Kairo – Pertempuran antara pasukan militer eksekutif Yaman dan juga kelompok Houthi pada wilayah barat daya Yaman mengakibatkan lebih banyak dari 80 personel meninggal maupun terluka pada 24 jam terakhir.
"Selama 24 jam terakhir, 81 tentara dari kedua belah pihak meninggal maupun terluka. Dalam dua hari terakhir, sekitar 100 personel dari pasukan militer kami serta kelompok Houthi berubah menjadi individu yang terjebak meninggal maupun terluka," ungkap individu narasumber militer untuk kantor berita Rusia, RIA Novosti, pada Hari Minggu (6/9).

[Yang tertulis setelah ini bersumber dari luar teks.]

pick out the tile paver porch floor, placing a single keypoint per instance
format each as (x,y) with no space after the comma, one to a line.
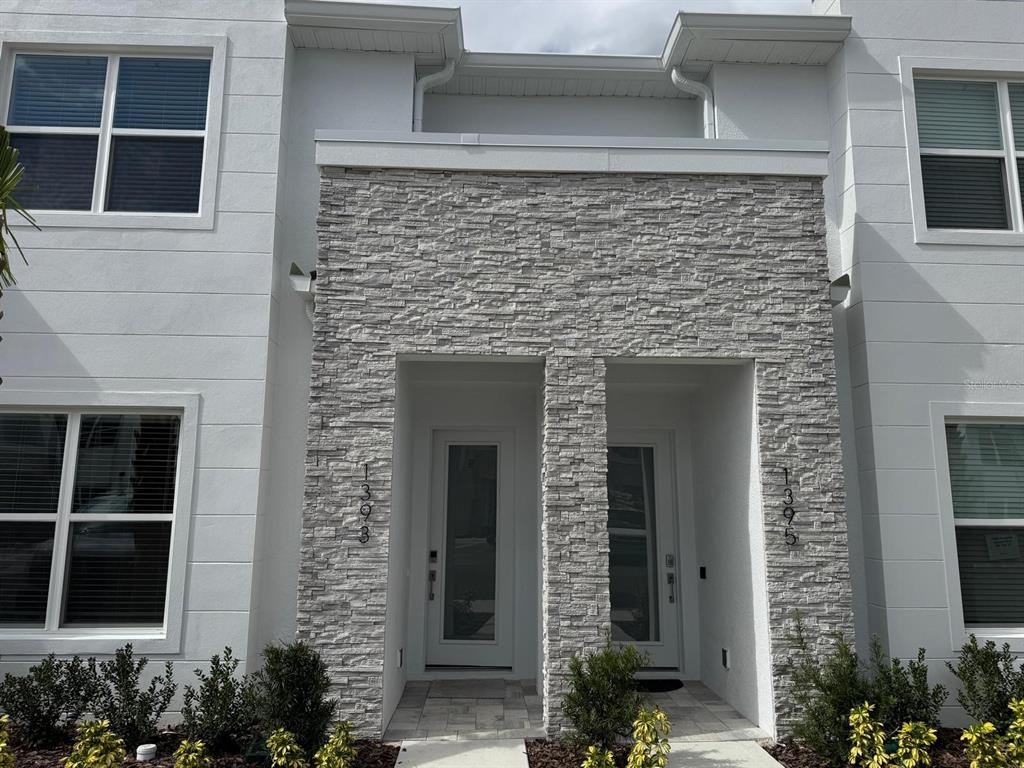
(463,710)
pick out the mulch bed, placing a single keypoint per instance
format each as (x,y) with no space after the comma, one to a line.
(370,755)
(947,753)
(543,753)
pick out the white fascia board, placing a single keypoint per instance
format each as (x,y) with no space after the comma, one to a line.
(744,27)
(445,23)
(568,154)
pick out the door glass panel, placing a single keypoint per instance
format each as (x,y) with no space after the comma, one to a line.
(470,543)
(633,559)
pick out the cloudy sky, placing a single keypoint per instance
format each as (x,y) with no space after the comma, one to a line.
(587,26)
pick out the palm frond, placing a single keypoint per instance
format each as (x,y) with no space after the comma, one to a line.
(11,172)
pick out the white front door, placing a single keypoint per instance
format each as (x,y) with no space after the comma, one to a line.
(470,608)
(643,567)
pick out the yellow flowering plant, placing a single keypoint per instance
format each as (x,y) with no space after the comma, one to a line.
(867,741)
(192,754)
(598,758)
(986,748)
(285,751)
(6,754)
(96,747)
(650,742)
(339,751)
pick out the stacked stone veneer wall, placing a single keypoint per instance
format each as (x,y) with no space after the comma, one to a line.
(573,268)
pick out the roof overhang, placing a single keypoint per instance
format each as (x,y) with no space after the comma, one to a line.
(696,42)
(433,35)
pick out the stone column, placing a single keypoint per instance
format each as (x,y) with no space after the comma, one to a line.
(342,580)
(574,599)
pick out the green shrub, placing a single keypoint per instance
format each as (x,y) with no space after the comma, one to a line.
(285,751)
(989,680)
(219,711)
(291,692)
(96,747)
(901,693)
(6,753)
(131,711)
(339,752)
(45,705)
(602,701)
(650,739)
(192,755)
(825,691)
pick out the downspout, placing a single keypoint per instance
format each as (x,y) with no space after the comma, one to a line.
(701,91)
(423,85)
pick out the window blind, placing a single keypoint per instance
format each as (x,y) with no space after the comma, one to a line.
(162,93)
(117,573)
(991,570)
(59,171)
(32,449)
(986,470)
(26,550)
(957,115)
(57,91)
(964,193)
(174,164)
(1017,113)
(126,465)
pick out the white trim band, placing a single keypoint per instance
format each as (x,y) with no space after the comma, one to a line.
(475,152)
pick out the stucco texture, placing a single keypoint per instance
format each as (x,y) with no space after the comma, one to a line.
(572,268)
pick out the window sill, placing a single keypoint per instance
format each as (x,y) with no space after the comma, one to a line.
(969,237)
(109,220)
(82,642)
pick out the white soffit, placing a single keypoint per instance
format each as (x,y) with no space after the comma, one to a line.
(695,43)
(432,35)
(699,40)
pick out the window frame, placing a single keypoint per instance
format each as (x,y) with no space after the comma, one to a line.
(1003,73)
(943,414)
(114,47)
(147,639)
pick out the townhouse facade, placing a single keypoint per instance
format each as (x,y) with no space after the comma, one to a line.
(457,364)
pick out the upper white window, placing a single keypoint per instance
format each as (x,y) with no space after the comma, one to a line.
(87,503)
(110,133)
(986,480)
(971,139)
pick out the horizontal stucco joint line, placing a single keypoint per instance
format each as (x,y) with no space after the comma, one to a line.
(569,154)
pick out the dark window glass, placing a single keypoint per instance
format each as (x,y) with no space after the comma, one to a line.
(117,573)
(155,174)
(58,171)
(167,93)
(965,193)
(26,550)
(31,459)
(126,465)
(57,91)
(991,568)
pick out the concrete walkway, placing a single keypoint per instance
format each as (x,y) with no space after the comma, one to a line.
(498,753)
(509,753)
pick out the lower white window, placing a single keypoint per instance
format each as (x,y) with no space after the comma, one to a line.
(986,479)
(87,502)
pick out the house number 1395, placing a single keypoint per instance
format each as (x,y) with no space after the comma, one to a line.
(788,512)
(365,506)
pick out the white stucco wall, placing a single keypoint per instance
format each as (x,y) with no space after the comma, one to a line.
(773,101)
(161,309)
(579,116)
(926,323)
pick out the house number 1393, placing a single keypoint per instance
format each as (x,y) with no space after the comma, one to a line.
(365,506)
(788,512)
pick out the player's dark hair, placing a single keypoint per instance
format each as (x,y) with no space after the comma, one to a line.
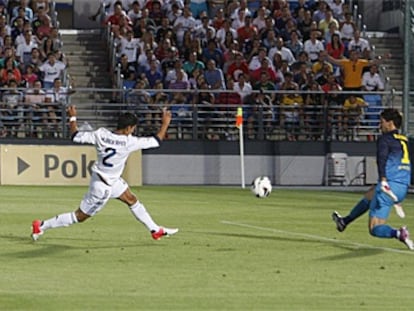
(126,119)
(391,114)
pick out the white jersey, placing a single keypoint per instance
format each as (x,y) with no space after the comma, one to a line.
(113,150)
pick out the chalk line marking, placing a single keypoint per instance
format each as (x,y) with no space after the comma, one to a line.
(317,237)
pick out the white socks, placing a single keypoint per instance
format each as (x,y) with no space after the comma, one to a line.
(142,215)
(62,220)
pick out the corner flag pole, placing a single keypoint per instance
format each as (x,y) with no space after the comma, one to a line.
(239,124)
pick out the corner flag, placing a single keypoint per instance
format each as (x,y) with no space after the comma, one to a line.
(239,124)
(239,117)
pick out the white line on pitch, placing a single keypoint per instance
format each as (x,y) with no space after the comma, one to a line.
(316,237)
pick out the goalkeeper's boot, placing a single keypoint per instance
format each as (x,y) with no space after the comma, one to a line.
(399,210)
(339,221)
(163,232)
(404,236)
(36,229)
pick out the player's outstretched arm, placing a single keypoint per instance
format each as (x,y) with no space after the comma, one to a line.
(73,125)
(166,119)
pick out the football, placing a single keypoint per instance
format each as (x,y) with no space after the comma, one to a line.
(261,187)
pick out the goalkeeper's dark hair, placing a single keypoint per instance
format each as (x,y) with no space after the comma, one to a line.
(392,114)
(126,119)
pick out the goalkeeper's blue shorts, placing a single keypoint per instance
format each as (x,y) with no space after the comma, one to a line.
(382,203)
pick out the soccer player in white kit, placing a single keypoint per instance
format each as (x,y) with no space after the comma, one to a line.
(113,149)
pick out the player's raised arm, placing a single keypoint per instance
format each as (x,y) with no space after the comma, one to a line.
(166,119)
(73,125)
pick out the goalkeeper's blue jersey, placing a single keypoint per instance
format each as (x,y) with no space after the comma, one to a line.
(393,158)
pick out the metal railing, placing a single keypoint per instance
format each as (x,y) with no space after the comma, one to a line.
(195,119)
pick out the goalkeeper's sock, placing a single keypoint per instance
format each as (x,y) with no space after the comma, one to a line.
(358,210)
(62,220)
(384,231)
(141,214)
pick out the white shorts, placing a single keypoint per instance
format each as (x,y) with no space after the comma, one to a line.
(99,193)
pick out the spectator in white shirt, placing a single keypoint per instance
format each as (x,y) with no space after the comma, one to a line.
(286,53)
(360,44)
(371,80)
(243,87)
(51,69)
(130,47)
(313,46)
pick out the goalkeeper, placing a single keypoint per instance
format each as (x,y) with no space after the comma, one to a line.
(394,171)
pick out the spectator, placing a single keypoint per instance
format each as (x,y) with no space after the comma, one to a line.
(291,109)
(353,114)
(128,72)
(360,45)
(335,47)
(51,69)
(260,20)
(294,44)
(238,67)
(313,112)
(42,24)
(24,50)
(371,81)
(212,52)
(304,26)
(10,72)
(313,46)
(269,41)
(193,63)
(347,29)
(204,31)
(226,31)
(172,73)
(37,5)
(265,67)
(183,23)
(337,10)
(153,74)
(25,7)
(36,113)
(243,88)
(247,31)
(57,100)
(185,48)
(139,102)
(134,13)
(198,7)
(255,61)
(352,69)
(30,76)
(320,13)
(130,47)
(214,76)
(284,51)
(11,110)
(325,24)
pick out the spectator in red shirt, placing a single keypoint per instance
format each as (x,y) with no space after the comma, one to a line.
(238,66)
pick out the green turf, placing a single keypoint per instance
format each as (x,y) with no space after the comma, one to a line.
(233,252)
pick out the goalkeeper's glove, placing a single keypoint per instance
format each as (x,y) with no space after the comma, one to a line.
(385,187)
(399,210)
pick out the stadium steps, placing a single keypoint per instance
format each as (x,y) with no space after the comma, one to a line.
(394,67)
(88,65)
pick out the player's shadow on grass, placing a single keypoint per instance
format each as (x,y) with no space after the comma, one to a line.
(352,251)
(39,249)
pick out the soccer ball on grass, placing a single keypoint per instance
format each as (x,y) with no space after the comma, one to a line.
(261,187)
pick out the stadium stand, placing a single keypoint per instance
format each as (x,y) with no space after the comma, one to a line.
(198,57)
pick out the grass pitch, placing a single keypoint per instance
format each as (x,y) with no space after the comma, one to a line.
(233,252)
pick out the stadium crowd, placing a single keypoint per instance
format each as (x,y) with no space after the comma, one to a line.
(252,48)
(32,65)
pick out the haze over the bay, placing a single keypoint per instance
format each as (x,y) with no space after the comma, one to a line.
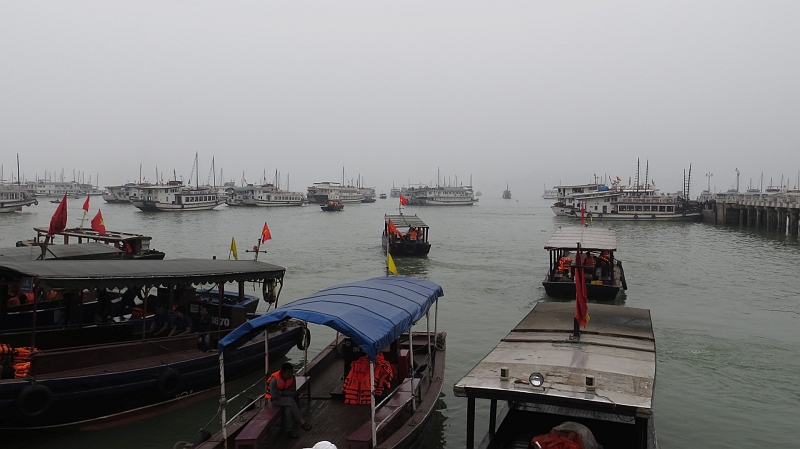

Pasukan eksekutif Yaman dilaporkan berhasil memukul mundur Houthi di dalam wilayah tenggara Daerah Perkotaan Hodeidah ke pesisir Laut Merah lalu merebut sebagian fasilitas, salah satunya masjid juga pos militer ke sepanjang perbatasan dengan Distrik Hays.
Progres di operasi militer itu berhasil dicapai setelahnya pasukan pemerintah mengamankan kendali berhadapan dengan beberapa wilayah strategis, salah satunya punggung Pegunungan Dabbas, Persimpangan Sakam di wilayah utara Distrik Hays, juga Lembah Wadi Nakhla.
Kontak senjata dilaporkan semakin intensif berlangsung pada pekan ini, khususnya ke Provinsi Taiz kemudian Provinsi Hodeidah yang digunakan terletak di kawasan barat daya kemudian barat Yaman.
Kelompok Houthi sempat melancarkan beberapa kali serangan, namun tentara Yaman berhasil mematahkan upaya yang disebutkan sekaligus mengambil alih daerah-daerah yang sebelumnya cukup lama berada pada bawah kendali Houthi.
Sumber: Sputnik/RIA Novosti
Dilarang keras mengambil konten, melakukan crawling atau pengindeksan otomatis untuk Teknologi AI dalam web web ini tanpa izin ditulis dari Kantor Berita ANTARA.